The friends fell silent and sipped their coffee. Without them Phoebe was sure she would not have held on to hope as long as she had.
“There’s nothing for it then, but to go over those letters,” Maddie said.
Their employer, Richard Greenwood, his ginger hair in its usual wild state, opened the door. “Girls. What is this? What am I paying you for?”
*
It was dark when Robin and Phoebe reached Marchmont House. The effort to settle Leary and his family had consumed more hours than Robin liked. He had no official authority and strict orders not to make the case known. In the end he called in favors from fellows with whom he’d worked the Holborn beat. Now Molly Leary and her boys were in the Bread Street School run by Helen Jones, Wenlocke’s sister-in-law, and Leary was lodged in Wapping in a room above a pair of constables. Robin had alerted Constable Trigg on his night beat to be on the lookout for activity at the league office.
Robin sent Phoebe into the kitchen. He heard the dog greet her, then a low female voice, then silence. Immediately, he relaxed. She, too, was safe. He had been afraid for her for hours. She returned, signaled him to remain silent, and taking his hand, led him through the darkened house and up its main stair. She moved with the unhesitating certainty of possession. It was her house.

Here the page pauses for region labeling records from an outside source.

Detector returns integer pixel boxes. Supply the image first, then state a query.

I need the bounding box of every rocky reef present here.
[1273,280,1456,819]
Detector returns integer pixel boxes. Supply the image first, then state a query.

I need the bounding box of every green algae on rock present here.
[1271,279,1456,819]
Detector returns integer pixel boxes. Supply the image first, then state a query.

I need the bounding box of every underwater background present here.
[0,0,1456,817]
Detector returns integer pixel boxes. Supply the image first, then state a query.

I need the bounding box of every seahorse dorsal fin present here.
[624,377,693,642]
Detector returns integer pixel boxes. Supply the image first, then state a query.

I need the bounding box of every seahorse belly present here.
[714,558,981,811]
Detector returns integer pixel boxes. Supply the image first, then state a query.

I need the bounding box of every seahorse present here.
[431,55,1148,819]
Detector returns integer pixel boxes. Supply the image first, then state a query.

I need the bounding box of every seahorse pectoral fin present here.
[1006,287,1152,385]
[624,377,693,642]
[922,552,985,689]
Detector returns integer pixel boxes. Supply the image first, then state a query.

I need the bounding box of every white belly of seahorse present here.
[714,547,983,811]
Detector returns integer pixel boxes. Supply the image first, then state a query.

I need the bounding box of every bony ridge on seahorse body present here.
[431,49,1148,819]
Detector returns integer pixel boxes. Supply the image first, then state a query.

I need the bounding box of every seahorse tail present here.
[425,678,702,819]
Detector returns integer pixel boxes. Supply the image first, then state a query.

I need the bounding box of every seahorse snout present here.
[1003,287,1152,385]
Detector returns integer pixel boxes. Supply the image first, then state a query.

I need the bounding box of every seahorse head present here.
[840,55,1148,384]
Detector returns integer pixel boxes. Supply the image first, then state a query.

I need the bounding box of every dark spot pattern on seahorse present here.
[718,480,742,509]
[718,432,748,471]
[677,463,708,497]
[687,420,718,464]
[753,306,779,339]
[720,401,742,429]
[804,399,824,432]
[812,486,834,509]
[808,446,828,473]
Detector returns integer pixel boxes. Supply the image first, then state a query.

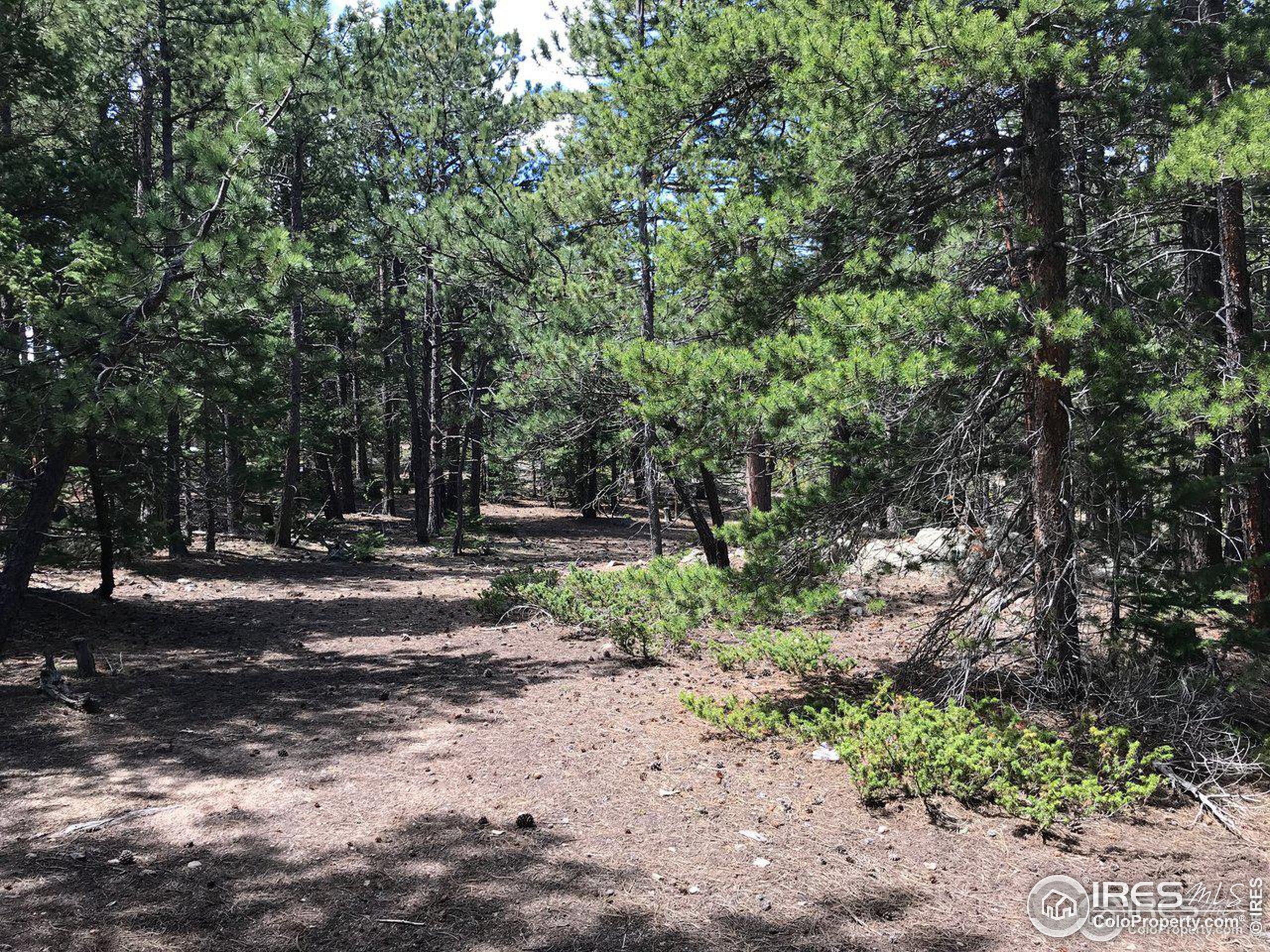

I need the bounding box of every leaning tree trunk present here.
[1180,189,1223,571]
[423,271,446,536]
[390,258,432,544]
[221,414,247,537]
[0,433,73,655]
[1216,179,1270,628]
[671,476,728,566]
[635,0,662,556]
[335,331,357,514]
[1022,76,1083,692]
[274,133,305,547]
[701,466,731,569]
[85,433,114,599]
[746,437,772,513]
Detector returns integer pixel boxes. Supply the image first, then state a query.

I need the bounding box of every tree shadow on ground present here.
[7,811,992,952]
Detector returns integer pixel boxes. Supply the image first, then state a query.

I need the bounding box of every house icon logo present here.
[1027,876,1089,939]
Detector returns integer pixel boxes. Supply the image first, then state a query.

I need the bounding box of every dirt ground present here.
[0,504,1270,952]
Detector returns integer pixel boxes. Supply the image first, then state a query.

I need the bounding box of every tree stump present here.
[71,639,97,678]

Robin, who had lived at Daventry Hall for nearly ten summers and in Wenlocke’s mother’s house on Hill Street for as many winters, recognized the elegance of the place. He did not need to see the marble entry, the rich carpet underfoot on the stairs, or the flourishes of woodwork and plaster. He could smell the wax and turpentine with which the furniture had been polished to a gleam visible in the dim light of sconces as they passed.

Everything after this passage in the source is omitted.